When accessing a local Gateway from a Previewer or simulator, `127.0.0.1` must point to the host machine; LAN access requires `0.0.0.0` and the host's LAN IP.
Conclusions

An Agent UI that only shows final replies is a black box; a workbench that shows routing decisions is a debugging tool, and the latter is what teams need before they can ship.

The three responsibilities defined here—initiate task, make model judgment visible, keep failure in context—form a practical checklist that applies to any mobile Agent integration, not just HarmonyOS.

Keeping the model Key exclusively on a local Gateway and off the device is a security boundary that also simplifies the client code to pure display logic.

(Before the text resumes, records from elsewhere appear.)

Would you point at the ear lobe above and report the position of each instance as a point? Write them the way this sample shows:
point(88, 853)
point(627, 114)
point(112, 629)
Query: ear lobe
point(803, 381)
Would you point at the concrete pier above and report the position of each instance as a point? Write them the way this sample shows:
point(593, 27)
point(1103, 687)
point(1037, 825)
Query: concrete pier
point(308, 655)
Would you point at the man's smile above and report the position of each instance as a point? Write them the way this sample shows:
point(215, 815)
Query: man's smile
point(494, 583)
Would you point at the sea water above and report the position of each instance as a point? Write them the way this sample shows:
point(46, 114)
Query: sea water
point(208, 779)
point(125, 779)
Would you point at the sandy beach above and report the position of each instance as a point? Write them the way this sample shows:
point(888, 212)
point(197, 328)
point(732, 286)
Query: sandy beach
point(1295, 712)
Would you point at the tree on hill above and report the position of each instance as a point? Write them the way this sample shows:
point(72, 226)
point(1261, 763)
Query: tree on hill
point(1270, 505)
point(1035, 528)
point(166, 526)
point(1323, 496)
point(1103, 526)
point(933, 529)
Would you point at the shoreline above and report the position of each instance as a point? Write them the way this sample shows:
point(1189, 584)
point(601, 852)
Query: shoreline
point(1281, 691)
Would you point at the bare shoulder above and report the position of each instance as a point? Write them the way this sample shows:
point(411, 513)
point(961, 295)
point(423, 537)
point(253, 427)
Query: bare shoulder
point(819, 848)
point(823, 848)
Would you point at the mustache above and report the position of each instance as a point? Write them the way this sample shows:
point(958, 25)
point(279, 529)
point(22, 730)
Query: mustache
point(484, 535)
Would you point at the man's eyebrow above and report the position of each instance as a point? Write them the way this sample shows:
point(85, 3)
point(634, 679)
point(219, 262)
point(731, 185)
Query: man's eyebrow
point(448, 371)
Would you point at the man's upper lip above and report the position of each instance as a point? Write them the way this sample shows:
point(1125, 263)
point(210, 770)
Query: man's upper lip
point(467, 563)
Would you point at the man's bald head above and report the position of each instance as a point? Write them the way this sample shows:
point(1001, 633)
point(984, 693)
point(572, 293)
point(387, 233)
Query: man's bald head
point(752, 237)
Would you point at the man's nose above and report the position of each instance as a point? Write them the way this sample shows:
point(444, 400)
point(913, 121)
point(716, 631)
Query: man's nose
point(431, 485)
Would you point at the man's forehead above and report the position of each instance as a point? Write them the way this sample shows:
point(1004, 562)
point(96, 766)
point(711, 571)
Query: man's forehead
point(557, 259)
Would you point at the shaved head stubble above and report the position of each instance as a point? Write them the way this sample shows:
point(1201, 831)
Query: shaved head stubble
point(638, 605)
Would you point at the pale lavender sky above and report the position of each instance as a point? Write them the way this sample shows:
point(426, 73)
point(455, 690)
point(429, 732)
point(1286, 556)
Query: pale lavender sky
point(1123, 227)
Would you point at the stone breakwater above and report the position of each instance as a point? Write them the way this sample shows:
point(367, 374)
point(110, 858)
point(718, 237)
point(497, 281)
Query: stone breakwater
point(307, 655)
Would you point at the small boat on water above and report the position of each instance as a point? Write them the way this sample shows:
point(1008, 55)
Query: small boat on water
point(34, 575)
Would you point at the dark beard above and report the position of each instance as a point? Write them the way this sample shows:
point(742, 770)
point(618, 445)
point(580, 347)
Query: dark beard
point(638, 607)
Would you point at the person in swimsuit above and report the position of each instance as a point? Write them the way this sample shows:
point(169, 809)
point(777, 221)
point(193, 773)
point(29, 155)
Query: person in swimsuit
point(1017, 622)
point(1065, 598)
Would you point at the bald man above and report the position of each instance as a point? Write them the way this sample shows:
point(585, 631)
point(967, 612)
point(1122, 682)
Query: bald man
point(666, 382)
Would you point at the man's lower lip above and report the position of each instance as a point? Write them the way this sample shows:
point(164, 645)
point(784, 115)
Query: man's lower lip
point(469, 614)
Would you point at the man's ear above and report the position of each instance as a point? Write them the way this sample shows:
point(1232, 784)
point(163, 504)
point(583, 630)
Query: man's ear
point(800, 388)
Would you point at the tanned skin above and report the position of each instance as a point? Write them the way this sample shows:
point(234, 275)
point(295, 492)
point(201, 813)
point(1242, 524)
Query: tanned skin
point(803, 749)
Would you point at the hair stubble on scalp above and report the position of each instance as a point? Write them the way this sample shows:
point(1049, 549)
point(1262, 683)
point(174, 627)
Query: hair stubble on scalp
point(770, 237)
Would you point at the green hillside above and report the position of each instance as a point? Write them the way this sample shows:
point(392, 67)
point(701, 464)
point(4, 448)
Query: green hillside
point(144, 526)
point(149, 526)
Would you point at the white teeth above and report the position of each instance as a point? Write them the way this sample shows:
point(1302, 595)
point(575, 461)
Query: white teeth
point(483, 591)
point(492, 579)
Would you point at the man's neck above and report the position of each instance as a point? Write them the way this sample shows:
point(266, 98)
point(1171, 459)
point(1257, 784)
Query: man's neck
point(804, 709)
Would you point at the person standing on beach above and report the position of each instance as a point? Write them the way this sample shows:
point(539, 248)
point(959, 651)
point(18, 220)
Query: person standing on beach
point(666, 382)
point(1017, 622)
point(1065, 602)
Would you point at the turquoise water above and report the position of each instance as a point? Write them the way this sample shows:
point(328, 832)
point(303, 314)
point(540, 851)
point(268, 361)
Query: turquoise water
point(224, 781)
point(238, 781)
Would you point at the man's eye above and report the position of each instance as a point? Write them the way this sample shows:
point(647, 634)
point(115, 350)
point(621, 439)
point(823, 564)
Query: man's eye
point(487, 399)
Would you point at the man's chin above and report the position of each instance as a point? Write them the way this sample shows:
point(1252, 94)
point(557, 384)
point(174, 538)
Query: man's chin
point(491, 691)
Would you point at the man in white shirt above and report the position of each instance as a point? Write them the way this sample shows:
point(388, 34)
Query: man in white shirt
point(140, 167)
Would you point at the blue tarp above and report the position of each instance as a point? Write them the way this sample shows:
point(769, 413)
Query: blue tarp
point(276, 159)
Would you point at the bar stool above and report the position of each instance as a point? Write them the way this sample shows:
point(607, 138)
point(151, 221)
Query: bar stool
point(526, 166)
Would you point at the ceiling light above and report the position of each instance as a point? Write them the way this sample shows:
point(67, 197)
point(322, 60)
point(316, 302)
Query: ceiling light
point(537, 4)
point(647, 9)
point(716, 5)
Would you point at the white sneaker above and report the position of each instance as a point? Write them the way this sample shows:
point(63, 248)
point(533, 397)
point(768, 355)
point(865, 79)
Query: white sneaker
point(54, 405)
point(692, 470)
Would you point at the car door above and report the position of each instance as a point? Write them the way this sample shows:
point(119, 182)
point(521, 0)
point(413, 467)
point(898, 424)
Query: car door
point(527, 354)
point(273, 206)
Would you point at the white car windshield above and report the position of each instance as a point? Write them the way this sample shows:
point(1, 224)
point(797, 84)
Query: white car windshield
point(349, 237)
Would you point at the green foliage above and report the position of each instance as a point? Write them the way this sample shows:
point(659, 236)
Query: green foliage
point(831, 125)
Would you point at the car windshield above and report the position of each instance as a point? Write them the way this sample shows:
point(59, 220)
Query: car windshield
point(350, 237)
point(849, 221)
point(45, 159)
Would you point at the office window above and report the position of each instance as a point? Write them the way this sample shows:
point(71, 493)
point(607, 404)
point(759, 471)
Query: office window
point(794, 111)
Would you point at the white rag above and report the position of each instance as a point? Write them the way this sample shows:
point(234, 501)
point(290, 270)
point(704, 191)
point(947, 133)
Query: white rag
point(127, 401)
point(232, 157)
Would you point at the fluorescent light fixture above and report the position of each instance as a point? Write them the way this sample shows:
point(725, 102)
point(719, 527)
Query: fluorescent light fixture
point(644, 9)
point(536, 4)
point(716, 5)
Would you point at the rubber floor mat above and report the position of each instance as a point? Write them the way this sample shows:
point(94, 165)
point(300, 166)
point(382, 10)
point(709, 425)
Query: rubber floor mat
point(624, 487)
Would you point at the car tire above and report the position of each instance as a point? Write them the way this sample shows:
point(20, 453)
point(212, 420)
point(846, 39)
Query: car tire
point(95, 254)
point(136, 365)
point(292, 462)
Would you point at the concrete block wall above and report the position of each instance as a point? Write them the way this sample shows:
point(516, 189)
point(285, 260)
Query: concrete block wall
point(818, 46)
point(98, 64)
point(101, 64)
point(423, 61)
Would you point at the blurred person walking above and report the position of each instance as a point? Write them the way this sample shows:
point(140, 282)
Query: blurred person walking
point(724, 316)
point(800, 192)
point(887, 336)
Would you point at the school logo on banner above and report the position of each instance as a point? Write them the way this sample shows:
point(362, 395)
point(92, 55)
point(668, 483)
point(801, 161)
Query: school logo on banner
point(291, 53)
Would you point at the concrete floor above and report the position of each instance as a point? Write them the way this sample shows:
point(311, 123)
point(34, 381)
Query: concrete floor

Showing a `pending` state before replacing it with a result is a small UI detail that eliminates a common source of user confusion during network latency.

Concepts & terms
Agent Gateway
A local service that sits between a device and an LLM, handling API key management, health checks, and intent routing so the client never holds credentials or executes tool logic directly.
Intent Routing
The process of converting a natural-language user request into a structured object containing the recognized intent, the tool to invoke, whether confirmation is needed, and the model's reasoning.
ArkUI
HarmonyOS's declarative UI framework for building native applications, used here to construct the Agent workbench page.
Network Kit
HarmonyOS's networking module that handles HTTP requests from an application, requiring explicit internet permission in the module configuration.